Surowa, pełna napięcia i doskonała literacko opowieść o trzęsieniach ziemi, tsunami, życiu po katastrofie w elektrowni jądrowej w Fukushimie i japońskim oswajaniu z umieraniem. To także opowieść o śmierci i pogrzebanych nadziejach, ale także o niezwykłej ludzkiej solidarności, życzliwości i odzyskiwaniu radości życia.


Ganbare! Warsztaty umieraniaW dawnej Japonii, w epoce Edo, popularnością cieszyły się wieczorne spotkania i snucie opowieści pod hasłem “Sto opowieści grozy”. Sąsiedzi zbierali się przy świecach i opowiadali historie o duchach, upiorach i zmarłych, którzy wracają do świata żywych. Po każdej opowieści gaszono jedną świecę. Wierzono, że po ich zgaszeniu w pomieszczeniu pojawia się kolejny duch, bohater niesamowitej opowieści.

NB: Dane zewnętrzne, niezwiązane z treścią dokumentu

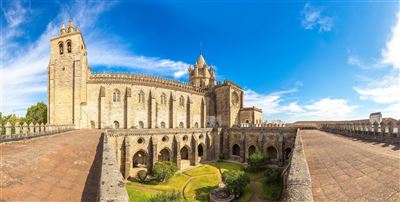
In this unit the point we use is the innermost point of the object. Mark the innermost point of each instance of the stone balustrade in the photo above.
(20, 131)
(261, 125)
(386, 131)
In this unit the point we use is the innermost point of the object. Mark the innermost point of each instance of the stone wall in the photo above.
(20, 131)
(239, 143)
(298, 182)
(139, 149)
(111, 187)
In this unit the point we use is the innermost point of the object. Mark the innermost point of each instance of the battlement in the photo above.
(227, 82)
(143, 79)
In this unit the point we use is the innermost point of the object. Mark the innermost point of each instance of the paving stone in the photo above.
(357, 171)
(53, 168)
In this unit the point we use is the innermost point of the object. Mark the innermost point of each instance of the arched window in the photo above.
(141, 125)
(61, 47)
(182, 101)
(141, 97)
(252, 150)
(69, 48)
(200, 150)
(116, 124)
(272, 153)
(162, 124)
(116, 95)
(236, 150)
(163, 99)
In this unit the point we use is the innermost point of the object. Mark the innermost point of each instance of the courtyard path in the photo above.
(62, 167)
(343, 169)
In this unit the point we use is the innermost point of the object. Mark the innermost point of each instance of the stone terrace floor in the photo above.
(345, 169)
(62, 167)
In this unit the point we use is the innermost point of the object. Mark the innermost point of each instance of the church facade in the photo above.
(150, 119)
(90, 100)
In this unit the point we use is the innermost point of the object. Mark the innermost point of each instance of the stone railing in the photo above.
(260, 125)
(298, 180)
(25, 131)
(111, 186)
(145, 80)
(384, 132)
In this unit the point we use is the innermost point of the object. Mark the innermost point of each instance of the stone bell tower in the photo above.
(67, 75)
(201, 75)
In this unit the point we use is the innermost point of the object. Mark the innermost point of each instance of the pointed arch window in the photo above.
(69, 47)
(141, 97)
(163, 99)
(116, 95)
(181, 101)
(61, 48)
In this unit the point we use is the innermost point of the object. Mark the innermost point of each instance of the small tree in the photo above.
(167, 197)
(272, 176)
(258, 159)
(236, 181)
(164, 170)
(141, 175)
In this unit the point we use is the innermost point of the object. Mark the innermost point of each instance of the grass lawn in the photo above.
(199, 188)
(271, 192)
(196, 190)
(246, 195)
(173, 184)
(139, 196)
(202, 170)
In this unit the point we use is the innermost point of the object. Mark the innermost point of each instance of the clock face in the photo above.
(235, 98)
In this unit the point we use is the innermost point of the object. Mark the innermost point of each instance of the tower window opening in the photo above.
(69, 48)
(61, 46)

Katarzyna Boni, wzorując się na tej japońskiej tradycji, zebrała w książce “Ganbare! Warsztaty umierania” swoje sto opowieści grozy, w których przywołuje duchy i upiory tragedii sprzed pięciu lat.

Jej opowieści, które powstały na podstawie setek rozmów z mieszkańcami terenów dotkniętych tragicznymi wydarzeniami, są – w przeciwieństwie do starych baśni – do bólu prawdziwe, choć chwilami dotyczą także świata na pograniczu jawy i snów.

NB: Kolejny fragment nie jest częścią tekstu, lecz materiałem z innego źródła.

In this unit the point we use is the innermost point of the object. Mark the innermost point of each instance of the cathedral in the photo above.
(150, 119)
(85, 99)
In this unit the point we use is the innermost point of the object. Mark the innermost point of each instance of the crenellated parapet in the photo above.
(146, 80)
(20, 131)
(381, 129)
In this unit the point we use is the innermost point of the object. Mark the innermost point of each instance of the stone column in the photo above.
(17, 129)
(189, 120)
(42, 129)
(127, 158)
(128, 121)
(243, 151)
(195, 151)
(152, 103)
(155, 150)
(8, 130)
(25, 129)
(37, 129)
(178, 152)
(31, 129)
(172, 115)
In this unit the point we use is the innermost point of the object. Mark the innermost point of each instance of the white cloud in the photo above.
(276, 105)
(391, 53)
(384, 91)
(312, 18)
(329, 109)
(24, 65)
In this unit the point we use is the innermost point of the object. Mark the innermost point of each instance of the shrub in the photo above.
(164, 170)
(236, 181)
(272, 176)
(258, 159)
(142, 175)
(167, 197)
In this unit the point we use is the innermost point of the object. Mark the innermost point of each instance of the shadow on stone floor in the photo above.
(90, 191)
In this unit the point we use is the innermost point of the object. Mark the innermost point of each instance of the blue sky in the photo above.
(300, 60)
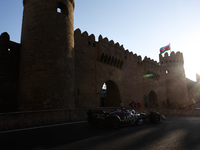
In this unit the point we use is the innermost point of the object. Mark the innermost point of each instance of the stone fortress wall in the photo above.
(59, 68)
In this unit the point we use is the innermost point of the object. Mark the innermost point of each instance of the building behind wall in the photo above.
(55, 67)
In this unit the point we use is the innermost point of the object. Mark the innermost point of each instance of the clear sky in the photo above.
(141, 26)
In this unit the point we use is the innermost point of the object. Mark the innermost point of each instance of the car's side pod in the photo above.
(113, 121)
(154, 117)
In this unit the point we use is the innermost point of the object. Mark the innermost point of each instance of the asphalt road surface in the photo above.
(176, 133)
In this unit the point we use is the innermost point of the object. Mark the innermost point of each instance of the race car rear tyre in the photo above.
(115, 123)
(154, 118)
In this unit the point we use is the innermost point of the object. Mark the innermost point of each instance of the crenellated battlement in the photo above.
(111, 43)
(72, 1)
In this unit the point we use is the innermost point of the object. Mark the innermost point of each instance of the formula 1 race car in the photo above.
(121, 117)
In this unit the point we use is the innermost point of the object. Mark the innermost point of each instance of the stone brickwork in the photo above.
(9, 73)
(55, 67)
(46, 76)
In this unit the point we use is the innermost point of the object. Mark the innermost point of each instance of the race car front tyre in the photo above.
(115, 122)
(154, 117)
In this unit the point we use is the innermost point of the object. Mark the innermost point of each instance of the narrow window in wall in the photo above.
(62, 8)
(78, 92)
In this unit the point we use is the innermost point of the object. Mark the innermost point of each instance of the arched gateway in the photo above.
(110, 96)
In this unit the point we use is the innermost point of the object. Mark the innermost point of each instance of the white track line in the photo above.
(42, 127)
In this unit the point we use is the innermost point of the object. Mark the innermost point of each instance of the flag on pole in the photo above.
(164, 49)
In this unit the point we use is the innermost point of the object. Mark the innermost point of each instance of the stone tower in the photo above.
(176, 85)
(47, 55)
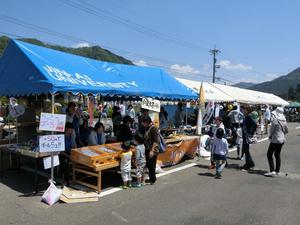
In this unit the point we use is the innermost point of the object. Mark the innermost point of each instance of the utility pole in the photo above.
(214, 52)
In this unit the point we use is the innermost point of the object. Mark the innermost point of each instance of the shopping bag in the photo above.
(52, 194)
(251, 139)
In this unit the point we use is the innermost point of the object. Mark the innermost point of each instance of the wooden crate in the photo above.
(95, 156)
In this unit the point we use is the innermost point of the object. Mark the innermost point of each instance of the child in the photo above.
(220, 151)
(125, 166)
(140, 160)
(238, 142)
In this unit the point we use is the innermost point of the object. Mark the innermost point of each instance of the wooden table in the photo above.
(92, 160)
(20, 152)
(94, 172)
(177, 148)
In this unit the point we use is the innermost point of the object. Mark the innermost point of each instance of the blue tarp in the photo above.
(30, 69)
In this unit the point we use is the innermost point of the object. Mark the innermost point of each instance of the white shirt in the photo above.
(220, 146)
(122, 110)
(267, 114)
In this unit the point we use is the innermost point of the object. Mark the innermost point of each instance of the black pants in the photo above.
(64, 167)
(246, 149)
(274, 148)
(151, 165)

Autorka po kilku latach od pamiętnych wydarzeń, w których zginęło prawie 20 tysięcy Japończyków, i których skutki są widoczne do dzisiaj, pojechała na wyspę Honsiu, by spotkać się z ocalałymi. Są to spotkania przepełnione smutkiem i żalem, opowieściami o beznadziei i śmierci. Boni dotarła do osób, którzy mają do opowiedzenia historie mrożące krew w żyłach. To rodzice, poszukujący w morzu ciał swoich dzieci i pamiątek po nich, to ludzie, prowadzący z bliskimi porwanymi przez morze rozmowy w budkach telefonicznych. To kobiety, które nawiedzają duchy ofiar i mężczyźni, którzy w nocnych koszmarach widzą zjawy. To mnisi, organizujący spotkania płaczu, mające pomóc wyrzucić z siebie ból i cierpienie, by wreszcie pójść do przodu. I wreszcie ci, którzy biorą udział w warsztatach umierania i przygotowują się na własną śmierć. To mieszkańcy prowizorycznych kontenerowych osiedli, które stały się domem dla tysięcy bezdomnych, wegetujący od lat bez odrobiny prywatności, bez nadziei na własne nowe mieszkanie.

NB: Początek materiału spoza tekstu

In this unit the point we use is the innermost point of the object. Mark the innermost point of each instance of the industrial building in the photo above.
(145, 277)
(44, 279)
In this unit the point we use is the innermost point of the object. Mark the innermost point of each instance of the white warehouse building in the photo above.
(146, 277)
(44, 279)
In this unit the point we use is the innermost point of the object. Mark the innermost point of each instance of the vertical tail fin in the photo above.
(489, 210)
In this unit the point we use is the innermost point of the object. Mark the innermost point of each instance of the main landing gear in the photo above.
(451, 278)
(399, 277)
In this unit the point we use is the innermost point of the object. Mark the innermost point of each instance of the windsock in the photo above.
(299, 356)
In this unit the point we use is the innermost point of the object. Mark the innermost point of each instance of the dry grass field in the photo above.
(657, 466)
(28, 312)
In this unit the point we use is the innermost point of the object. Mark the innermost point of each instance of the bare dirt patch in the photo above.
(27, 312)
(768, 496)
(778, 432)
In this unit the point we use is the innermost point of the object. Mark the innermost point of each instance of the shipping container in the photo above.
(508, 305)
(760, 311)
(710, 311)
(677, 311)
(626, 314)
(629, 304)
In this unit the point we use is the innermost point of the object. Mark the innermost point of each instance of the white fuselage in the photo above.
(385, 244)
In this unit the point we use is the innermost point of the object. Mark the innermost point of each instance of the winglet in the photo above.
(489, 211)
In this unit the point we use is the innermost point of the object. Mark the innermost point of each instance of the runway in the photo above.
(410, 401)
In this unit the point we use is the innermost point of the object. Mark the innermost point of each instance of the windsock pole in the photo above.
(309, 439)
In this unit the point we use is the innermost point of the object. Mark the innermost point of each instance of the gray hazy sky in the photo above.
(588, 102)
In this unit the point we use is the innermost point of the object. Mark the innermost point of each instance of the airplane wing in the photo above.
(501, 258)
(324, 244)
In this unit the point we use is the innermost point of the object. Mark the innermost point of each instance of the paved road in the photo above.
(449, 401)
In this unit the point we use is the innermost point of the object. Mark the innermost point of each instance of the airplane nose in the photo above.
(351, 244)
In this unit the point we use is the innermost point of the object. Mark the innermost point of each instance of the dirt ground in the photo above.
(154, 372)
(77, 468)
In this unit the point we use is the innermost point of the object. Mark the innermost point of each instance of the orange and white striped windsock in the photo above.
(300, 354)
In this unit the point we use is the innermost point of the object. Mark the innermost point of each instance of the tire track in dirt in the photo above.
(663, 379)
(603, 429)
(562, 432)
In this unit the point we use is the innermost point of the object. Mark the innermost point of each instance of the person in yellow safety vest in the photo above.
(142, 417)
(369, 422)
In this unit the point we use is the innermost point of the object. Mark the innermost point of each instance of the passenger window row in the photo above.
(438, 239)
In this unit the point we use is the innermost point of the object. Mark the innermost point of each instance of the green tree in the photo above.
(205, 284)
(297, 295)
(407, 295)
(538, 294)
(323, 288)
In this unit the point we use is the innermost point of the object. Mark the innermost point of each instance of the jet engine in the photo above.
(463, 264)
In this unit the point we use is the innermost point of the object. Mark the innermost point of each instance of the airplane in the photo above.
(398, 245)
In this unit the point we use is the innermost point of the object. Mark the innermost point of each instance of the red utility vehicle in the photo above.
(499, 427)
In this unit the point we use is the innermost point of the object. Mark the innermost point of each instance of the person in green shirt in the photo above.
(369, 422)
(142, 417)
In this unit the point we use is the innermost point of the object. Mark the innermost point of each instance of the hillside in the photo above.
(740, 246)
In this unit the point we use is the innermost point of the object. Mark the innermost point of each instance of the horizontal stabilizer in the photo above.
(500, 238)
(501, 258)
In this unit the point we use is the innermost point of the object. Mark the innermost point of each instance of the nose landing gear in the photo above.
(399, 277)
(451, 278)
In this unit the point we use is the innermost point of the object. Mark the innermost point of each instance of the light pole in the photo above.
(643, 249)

Boni stopniuje napięcie, rozpoczynając od mikrohistorii, pojedynczych wątków, wycinków życia, by zmierzając do finału obejmującego wielokrotnie opisywaną w mediach awarię elektrowni jądrowej Fukushima stopniowo poszerzać pole widzenia i pokazać sugestywnie rozmiar tragedii, niejako z perspektywy ptaka szybującego nad wybrzeżem Tōhoku. Katarzyna Boni nie spieszy się z opowieścią o elektrowni, pozostawia ją na finał. Najpierw oddaje głos ludziom, którzy stracili swoich bliskich, domy i dorobek całego życia, którzy ciągle żyją nadzieją i wspomnieniami. Relacjonuje dramatyczną walkę o niedopuszczenie do wybuchu uszkodzonych reaktorów Fukushimy, na koniec skupia się na wszechobecnej w Japonii śmierci i radzeniu sobie z jej traumą, opowiada o warsztatach umierania, będących sposobem na oswojenie się ze śmiercią, przygotowaniem do załatwienia wszystkich ostatecznych spraw i – paradoksalnie – pozwalających odzyskać utraconą radość życia.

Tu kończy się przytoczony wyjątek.